UMHAUSEN/OETZ (ps). Erneut rumorte es rund um das Kraftwerk Tumpen/Habichen, dieses Mal in Form einer Menschenschlange direkt in der Baugrube. Projektgegner wie der WWF, „Wildwasser erhalten Tirol“ (WET) und die „Bürgerinitiative gegen die Wasserkraftanlage Tumpen“ waren die Initiatoren der Protestaktion am Samstagvormittag. Organisatorin und WET-Sprecherin Marieke Vogt wirft dem Land Untätigkeit vor: „Trotz der eingereichten 22.800 Unterschriften gegen das Skandalprojekt Tumpen-Habichen hat sich nichts geändert, im Gegenteil“. Sie bezieht sich damit auf die Unterschriften der Petition, die sowohl online wie auch in Papierform unterstützt wurde. Ähnliche Vorwürfe erhebt auch Marianne Götsch vom WWF: „Anstatt naturzerstörerische Projekte auch noch zu subventionieren braucht es eine Politik, die den dauerhaften Erhalt der letzten Flussjuwele garantiert.“

„Gstoage“ wirklich so attraktiv?

Jeder Ötztaler kennt das „Tumpener Gstoag“, mit seinen zwei Kehren eine sehr markante Talstufe des Ötztals.
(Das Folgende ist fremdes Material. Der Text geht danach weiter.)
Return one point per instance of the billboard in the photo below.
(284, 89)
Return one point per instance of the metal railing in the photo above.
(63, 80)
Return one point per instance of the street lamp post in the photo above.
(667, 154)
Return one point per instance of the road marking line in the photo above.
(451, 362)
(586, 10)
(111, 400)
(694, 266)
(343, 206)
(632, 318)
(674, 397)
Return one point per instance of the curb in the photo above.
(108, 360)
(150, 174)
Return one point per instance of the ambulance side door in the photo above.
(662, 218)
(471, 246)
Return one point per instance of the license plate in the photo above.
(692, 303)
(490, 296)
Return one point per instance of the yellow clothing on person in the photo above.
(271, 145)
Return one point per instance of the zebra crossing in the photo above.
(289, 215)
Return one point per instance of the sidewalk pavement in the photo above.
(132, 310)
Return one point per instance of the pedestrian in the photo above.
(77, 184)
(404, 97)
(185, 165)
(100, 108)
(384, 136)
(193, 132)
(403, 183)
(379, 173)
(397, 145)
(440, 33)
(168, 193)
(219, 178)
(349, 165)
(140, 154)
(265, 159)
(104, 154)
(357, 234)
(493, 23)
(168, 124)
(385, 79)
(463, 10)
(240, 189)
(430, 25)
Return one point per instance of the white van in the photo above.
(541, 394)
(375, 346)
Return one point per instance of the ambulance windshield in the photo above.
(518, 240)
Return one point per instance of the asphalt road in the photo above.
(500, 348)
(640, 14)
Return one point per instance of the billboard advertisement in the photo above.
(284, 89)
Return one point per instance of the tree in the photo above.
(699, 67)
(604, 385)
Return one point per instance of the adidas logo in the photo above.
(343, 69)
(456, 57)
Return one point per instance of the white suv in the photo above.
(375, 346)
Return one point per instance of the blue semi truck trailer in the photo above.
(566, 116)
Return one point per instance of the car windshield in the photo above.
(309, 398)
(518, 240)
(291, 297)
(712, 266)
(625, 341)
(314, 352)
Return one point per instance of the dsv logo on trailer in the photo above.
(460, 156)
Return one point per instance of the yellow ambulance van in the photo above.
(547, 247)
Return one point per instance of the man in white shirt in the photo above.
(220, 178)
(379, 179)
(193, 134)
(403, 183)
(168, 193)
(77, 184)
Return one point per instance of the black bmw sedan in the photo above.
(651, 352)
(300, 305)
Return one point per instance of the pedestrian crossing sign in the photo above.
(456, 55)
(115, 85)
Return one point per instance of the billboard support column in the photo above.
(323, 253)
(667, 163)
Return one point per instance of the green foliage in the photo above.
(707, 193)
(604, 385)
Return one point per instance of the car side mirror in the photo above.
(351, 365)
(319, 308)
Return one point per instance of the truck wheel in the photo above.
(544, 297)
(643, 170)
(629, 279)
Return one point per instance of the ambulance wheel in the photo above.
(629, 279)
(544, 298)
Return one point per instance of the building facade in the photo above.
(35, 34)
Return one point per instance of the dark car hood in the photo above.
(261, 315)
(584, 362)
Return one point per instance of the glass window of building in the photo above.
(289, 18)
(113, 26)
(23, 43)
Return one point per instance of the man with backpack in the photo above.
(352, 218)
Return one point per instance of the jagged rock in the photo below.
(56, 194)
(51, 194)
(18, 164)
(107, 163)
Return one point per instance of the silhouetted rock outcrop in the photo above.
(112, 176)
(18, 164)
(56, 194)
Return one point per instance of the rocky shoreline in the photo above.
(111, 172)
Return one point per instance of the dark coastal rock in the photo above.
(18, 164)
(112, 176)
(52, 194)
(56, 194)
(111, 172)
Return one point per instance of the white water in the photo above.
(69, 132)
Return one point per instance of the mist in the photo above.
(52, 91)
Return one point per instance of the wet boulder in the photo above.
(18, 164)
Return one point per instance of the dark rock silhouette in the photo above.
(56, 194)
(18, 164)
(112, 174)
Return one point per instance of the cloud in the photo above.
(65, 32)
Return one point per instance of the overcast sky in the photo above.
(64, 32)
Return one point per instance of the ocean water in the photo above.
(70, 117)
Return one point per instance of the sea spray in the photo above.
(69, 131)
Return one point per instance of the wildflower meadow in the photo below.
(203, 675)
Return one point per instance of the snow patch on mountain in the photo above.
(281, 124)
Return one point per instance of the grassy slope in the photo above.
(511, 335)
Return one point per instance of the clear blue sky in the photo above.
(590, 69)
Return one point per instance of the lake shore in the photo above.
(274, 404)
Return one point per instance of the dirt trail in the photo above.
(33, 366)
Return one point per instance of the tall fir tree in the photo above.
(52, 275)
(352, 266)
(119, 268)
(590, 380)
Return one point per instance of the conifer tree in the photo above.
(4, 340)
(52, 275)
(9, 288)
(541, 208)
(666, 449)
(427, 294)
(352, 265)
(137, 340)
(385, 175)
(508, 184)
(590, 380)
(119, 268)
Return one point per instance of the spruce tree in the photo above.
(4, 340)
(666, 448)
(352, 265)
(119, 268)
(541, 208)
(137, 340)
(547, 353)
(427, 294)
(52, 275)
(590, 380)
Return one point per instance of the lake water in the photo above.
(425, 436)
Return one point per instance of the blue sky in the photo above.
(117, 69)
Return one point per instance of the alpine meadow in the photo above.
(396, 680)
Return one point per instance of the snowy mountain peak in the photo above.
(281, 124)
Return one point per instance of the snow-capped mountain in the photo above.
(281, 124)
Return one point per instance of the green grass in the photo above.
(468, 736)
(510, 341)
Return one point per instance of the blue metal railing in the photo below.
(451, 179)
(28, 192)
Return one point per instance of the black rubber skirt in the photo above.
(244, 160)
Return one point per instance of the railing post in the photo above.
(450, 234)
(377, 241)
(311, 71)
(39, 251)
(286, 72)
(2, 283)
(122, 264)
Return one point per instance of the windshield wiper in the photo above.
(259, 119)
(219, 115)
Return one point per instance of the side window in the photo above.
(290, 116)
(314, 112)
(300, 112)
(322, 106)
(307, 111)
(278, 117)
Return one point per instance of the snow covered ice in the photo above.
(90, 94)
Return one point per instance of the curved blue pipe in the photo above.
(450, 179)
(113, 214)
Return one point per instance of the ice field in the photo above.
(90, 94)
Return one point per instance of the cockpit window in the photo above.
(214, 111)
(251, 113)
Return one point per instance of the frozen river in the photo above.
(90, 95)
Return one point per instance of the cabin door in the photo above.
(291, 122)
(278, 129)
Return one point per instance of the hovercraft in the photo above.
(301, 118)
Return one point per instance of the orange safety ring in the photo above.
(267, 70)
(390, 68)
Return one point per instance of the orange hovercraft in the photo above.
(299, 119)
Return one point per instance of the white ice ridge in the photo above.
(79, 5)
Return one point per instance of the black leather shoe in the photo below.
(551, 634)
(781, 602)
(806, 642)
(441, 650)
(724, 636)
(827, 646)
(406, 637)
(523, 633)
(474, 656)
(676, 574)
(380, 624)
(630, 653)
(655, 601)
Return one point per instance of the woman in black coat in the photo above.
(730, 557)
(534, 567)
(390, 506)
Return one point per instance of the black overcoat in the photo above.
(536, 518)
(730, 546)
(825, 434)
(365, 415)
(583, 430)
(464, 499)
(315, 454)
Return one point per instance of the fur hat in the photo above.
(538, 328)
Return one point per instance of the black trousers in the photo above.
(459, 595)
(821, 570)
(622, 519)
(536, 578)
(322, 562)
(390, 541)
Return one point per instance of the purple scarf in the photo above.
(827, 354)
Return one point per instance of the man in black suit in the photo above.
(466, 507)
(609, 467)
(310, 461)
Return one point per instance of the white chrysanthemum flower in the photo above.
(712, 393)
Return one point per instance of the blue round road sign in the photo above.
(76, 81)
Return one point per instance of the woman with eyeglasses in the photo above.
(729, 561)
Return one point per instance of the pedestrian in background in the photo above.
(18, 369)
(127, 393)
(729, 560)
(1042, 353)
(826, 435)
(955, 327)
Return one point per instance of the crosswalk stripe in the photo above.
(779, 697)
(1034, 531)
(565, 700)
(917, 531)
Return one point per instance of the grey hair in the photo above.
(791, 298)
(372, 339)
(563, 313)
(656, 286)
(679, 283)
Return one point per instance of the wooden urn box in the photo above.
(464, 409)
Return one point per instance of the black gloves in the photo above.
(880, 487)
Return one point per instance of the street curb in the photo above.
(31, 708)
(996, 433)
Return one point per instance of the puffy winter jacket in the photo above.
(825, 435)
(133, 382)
Was die Autofahrer nicht sehen ist der Verlauf der Ötztaler Ache in einer Schlucht direkt neben der Straße. Die „Achstürze“ sind imposant und bei Hochwasser durchaus angsteinflössend. Doch kein Fussgänger kann der Ache in diesem Bereich zu nahe kommen, es gibt hier keinen regulären Weg entlang des Wassers. Auch die Tier- und Pflanzenwelt dürfte gelernt haben, mit der Gefahr zu leben oder das Weite zu suchen. Letzteres gilt im Übrigen auch für die Wassersportler.
WET-Sprecherin Marieke Vogts Aussage, „die Flussverbauung entzieht dem Wildwassersport und dem dazugehörigen Tourismus die Grundlage“, bezieht sich daher ausschließlich auf den Bereich, nach welchem das abgezweigte Wasser das Kraftwerk passiert hat und bei Habichen wieder in die Ache eingeleitet wurde. Da auf dem Facebook-Profil von „WET“ Bilder mit Kajakfahrern im oberen Bereich der Achstürze gezeigt werden, könnte die Bedeutung der „Achstürze“ für den Kajaksport missgedeutet werden.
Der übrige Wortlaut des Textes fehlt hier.